简体   繁体   English

我正在尝试从稳定的基线 3 为我的自定义环境实施 PPO,但我不懂一些命令?

[英]I am trying to implement PPO from stable baselines3 for my custom environment, I don't understand some commands?

I don't understand the following:我不明白以下内容:

  1. env.close() #what does this mean? env.close() #这是什么意思?

  2. model.learn(total_timesteps=1000) # are total_steps here the number of steps after which the neural network model parameters are updated (ie number of time-steps per episode)? model.learn(total_timesteps=1000) # 这里的总步数是神经网络 model 参数更新后的步数(即每集的时间步数)?

  3. model = PPO(MlpPolicy, env, verbose=1) # what is the meaning of verbose=1 here? model = PPO(MlpPolicy, env, verbose=1) #这里的verbose=1是什么意思?

  4. action, _state = model.predict(obs, deterministic=True) # what is deterministic=True doing here? action, _state = model.predict(obs, deterministic=True) # deterministic=True在这里做什么? Does deterministic=True mean that policy is deterministic and not stochastic? deterministic=True是否意味着政策是确定性的而不是随机的?

  5. Where can I state the number of episodes for which I want to run my experiment?我在哪里可以 state 我想运行我的实验的剧集数?

for i in range(1000):

`action, _states = model.predict(obs)`

`obs, rewards, dones, info = env.step(action)`

`env.render()`

Is 1000 here number of episodes? 1000 这里是集数吗?

Please if someone can clarify these.请如果有人可以澄清这些。

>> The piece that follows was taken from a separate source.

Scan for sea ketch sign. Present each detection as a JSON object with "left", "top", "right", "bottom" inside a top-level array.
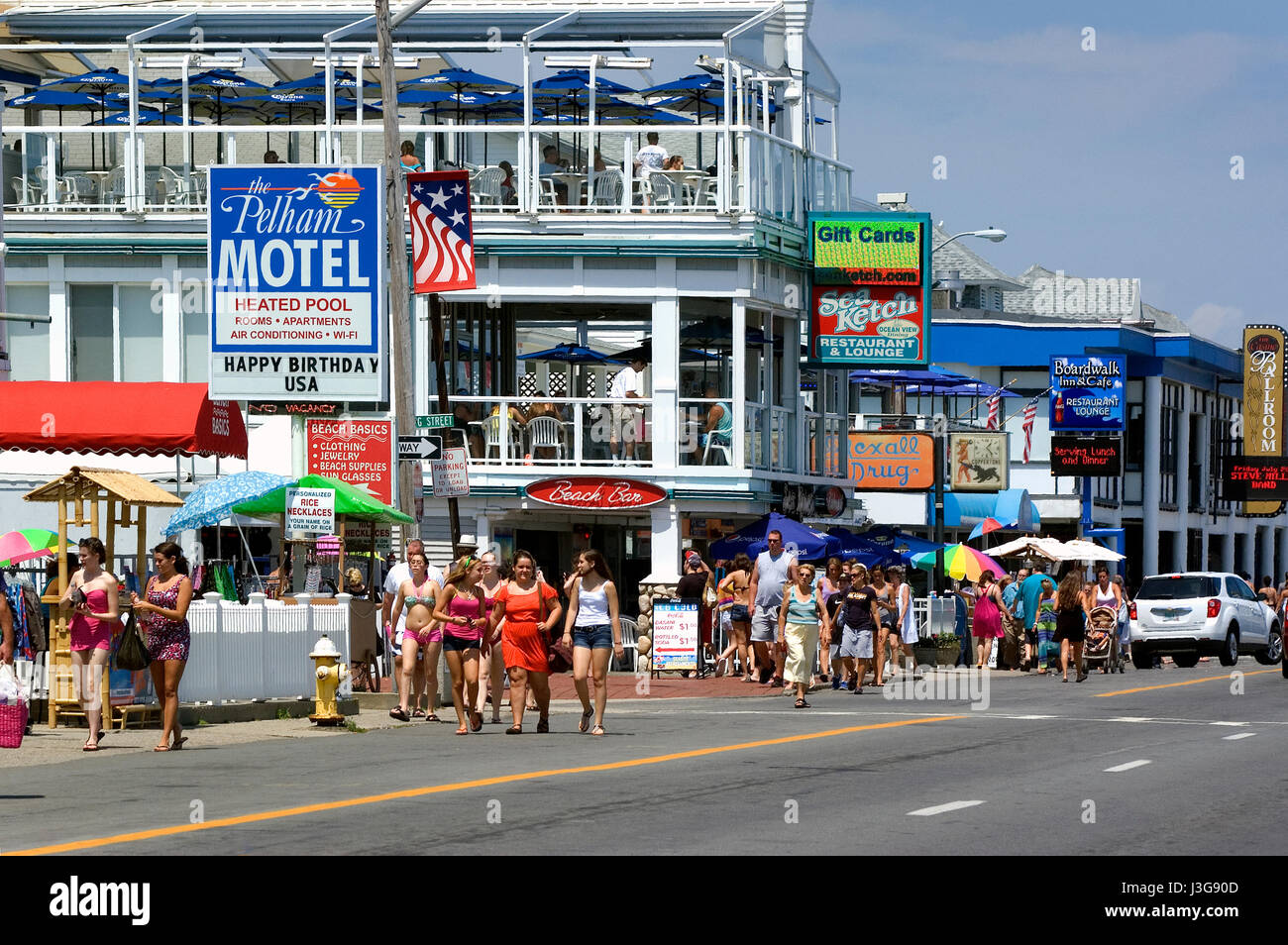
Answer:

  1. env.close() is dependent on the environment, so it will do different things for each one. env.close() 依赖于环境,所以它会为每个环境做不同的事情。 It basically is used to stop rendering the game, as seen in the code here .它基本上用于停止渲染游戏,如这里的代码所示。
    def close(self):
        if self.screen is not None:
            import pygame

            pygame.display.quit()
            pygame.quit()
            self.isopen = False
  1. total_timesteps is the total amount of timesteps you'd like to train your agent. total_timesteps是您要训练代理的总时间步长。 n_steps is the parameter that is used to decide how often to update a model. n_steps是用于决定多久更新一次 model 的参数。 Feel free to look at the documentation if you're still confused.如果您仍然感到困惑,请随时查看文档
  2. From the documentation, verbosity is how much is printed out about the model at each update:从文档中,详细程度是每次更新时打印出关于 model 的多少:
verbose (int) – the verbosity level: 0 no output, 1 info, 2 debug
  1. No. As you are only calling the model's predict() function, this question doesn't make sense since you can easily call the predict() function immediately afterward with deterministic=False and you would get a stochastic action.不,因为您只是调用模型的predict() function,所以这个问题没有意义,因为您可以轻松地在之后立即调用predict() function,并且使用deterministic=False ,您会得到一个随机动作。 The model itself is neither stochastic nor deterministic. model 本身既不是随机的也不是确定的。 PPO, in particular, gets actions by first inputting an observation to the actor's network, which will output what are called logits, or unnormalized log action probabilities.特别是 PPO,通过首先将观察输入到参与者的网络来获取操作,这将 output 称为 logits 或非规范化日志操作概率。 Those logits are then passed through a Categorical distribution which is essentially a Softmax() operation to get the action probability distribution.然后将这些 logits 通过一个 分类分布,该分布本质上是一个 Softmax() 操作以获得动作概率分布。 A simple pseudocode example to get actions from the policy's network would be as follows:从策略网络获取操作的简单伪代码示例如下:
logits = policy_network(observation)
probs = Categorical(logits=logits)
actions = probs.sample()

As you can see from this code :从这段代码可以看出:

    def get_actions(self, deterministic: bool = False) -> th.Tensor:
        """
        Return actions according to the probability distribution.
        :param deterministic:
        :return:
        """
        if deterministic:
            return self.mode()
        return self.sample()

Stable Baselines uses the deterministic input you mentioned to either call the Categorical distribution's mode() function or it's sample() function.稳定基线使用您提到的deterministic输入来调用分类分布的mode() function 或其sample() function。 The code from both are in Pytorch's documentation :两者的代码都在Pytorch 的文档中:

    def sample(self, sample_shape=torch.Size()):
        if not isinstance(sample_shape, torch.Size):
            sample_shape = torch.Size(sample_shape)
        probs_2d = self.probs.reshape(-1, self._num_events)
        samples_2d = torch.multinomial(probs_2d, sample_shape.numel(), True).T
        return samples_2d.reshape(self._extended_shape(sample_shape))
    def mode(self):
        return self.probs.argmax(axis=-1)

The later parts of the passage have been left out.